Sidra Shah, 24, and her sister Fatima, two years younger, had borrowed huge sums of money from friends to pay for their tuition fees, but they still needed to clear Dh48,500 to appear for their end-year exams.

Overwhelming response

In less than a week after XPRESS published their plight on April 14, the two got over Dh60,000.

“One Indian gentleman was kind enough to hand over a Dh15,000 cheque to me and Dh10,000 for my sister with the promise of more financial help in the future while another gentleman from Pakistan sent Dh38,500 through his brother.

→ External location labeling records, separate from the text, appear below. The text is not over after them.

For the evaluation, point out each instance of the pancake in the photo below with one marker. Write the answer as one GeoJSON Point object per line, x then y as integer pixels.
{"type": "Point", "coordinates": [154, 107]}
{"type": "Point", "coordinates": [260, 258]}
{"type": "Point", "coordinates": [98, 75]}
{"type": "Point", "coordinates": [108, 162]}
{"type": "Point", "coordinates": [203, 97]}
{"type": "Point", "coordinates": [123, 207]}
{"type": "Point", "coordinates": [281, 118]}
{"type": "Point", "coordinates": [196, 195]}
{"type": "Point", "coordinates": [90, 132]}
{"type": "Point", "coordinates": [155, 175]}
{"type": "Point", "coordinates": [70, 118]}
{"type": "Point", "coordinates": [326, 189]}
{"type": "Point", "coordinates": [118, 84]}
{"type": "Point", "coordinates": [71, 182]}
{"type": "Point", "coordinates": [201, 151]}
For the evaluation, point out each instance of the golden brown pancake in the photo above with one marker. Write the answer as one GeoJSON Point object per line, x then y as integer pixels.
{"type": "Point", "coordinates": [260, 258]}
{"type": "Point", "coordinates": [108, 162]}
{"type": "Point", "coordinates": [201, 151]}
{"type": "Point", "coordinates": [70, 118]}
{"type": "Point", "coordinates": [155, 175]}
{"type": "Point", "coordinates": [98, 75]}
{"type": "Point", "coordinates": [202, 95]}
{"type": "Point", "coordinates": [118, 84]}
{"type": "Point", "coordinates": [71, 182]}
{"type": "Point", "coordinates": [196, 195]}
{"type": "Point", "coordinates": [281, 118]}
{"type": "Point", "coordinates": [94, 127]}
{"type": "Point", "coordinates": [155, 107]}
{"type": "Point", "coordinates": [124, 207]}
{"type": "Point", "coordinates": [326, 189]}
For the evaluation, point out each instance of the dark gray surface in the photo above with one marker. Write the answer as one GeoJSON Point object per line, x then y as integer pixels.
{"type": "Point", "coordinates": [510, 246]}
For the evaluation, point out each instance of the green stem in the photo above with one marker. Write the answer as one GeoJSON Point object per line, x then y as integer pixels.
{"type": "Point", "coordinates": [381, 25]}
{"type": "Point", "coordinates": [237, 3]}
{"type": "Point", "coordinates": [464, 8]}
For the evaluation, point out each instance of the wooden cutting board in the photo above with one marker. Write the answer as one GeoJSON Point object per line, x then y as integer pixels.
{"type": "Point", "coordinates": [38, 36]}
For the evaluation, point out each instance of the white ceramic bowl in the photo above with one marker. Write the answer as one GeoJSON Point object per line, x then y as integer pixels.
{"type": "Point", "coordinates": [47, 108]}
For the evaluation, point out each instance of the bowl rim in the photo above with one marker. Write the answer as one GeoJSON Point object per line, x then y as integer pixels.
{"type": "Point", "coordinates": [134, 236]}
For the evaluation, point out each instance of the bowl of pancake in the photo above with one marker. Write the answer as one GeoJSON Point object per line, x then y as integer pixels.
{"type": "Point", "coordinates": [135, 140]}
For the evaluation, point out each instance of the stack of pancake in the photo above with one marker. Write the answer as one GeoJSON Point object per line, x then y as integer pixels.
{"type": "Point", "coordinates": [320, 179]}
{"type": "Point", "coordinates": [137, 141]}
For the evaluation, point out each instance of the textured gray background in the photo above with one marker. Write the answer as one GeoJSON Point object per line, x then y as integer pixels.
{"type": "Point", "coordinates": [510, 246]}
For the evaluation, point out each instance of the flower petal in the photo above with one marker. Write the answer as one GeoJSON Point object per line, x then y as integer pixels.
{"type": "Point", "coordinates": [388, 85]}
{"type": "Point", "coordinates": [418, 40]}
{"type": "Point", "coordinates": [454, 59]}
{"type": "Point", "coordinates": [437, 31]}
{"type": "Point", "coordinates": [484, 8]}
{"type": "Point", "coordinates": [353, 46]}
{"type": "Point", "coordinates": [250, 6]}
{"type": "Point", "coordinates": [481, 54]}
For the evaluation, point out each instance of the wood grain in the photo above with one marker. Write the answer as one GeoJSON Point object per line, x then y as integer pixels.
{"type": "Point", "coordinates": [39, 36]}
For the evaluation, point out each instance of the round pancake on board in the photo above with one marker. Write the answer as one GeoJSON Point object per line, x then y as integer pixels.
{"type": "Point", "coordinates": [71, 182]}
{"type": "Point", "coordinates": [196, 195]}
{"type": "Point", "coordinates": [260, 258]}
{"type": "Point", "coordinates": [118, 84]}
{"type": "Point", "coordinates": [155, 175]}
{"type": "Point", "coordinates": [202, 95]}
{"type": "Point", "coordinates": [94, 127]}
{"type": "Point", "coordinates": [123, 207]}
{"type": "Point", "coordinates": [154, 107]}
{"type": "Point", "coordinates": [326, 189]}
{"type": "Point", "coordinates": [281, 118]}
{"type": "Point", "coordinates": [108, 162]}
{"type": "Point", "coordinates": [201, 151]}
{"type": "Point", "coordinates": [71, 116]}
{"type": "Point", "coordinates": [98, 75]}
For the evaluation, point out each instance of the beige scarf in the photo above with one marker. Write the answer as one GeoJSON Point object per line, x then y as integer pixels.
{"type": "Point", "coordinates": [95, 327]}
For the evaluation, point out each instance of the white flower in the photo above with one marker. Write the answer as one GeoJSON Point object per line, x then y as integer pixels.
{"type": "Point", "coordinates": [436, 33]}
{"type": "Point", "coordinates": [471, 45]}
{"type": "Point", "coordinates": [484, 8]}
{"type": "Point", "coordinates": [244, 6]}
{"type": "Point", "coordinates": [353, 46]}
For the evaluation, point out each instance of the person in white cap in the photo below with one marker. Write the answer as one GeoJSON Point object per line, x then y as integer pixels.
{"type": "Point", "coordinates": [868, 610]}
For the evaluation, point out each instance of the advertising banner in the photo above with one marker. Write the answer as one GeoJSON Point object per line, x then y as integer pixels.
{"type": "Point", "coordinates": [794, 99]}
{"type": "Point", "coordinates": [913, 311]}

It was the exact amount I had to pay by the first week of May before I could write my final exams in June.

“Even my sister who had Dh10,000 due will now be able to appear for her sixth semester exams. All this was looking impossible just days ago,” said Sidra, a final year MBBS student who earned a 100 per cent grade point average (GPA) in her fourth semester at a UAE university.

 


The fourth of 12 siblings, Sidra was forced to raise over Dh200,000 – about Dh150,000 in personal loans, Dh50,000 from a local company and Dh10,000 from a charity organisation – to self-finance her studies after her father’s construction business fell flat a few years ago.

Yet she had almost given up on her ambition to wear the white coat when the university told her that she would still have to pay another Dh38,500 by the first week of May in order to be eligible for her final exams or be suspended due to non-payment of fees.

“They had been kind to me for all these years, letting me sit for exams, but now they served me an ultimatum at the 12th hour. If I hadn’t paid the money by the May 4 deadline, I would have lost everything I strived for over the last nine semesters. Thanks to the kindness of people, I can at least now concentrate on my exams and looking forward to my internship post studies,” said Sidra, who worked part-time as a beauty and fashion stylist to meet her day-to-day expenses.

Sidra’s younger sister Fatima who is in her third year of dentistry studies at the same university too is thankful for the help as she can now focus on studying for her upcoming exams.

“My studies suffered because all I was thinking about all this while was how to arrange the remaining money for this semester. That sorted, I can get back to studies,” said Fatima, who like her elder sister was born and raised in Fujairah.

To fund her studies and living costs she often had to do part-time jobs, going days without sleep to attend early morning classes after returning late from events and exhibitions.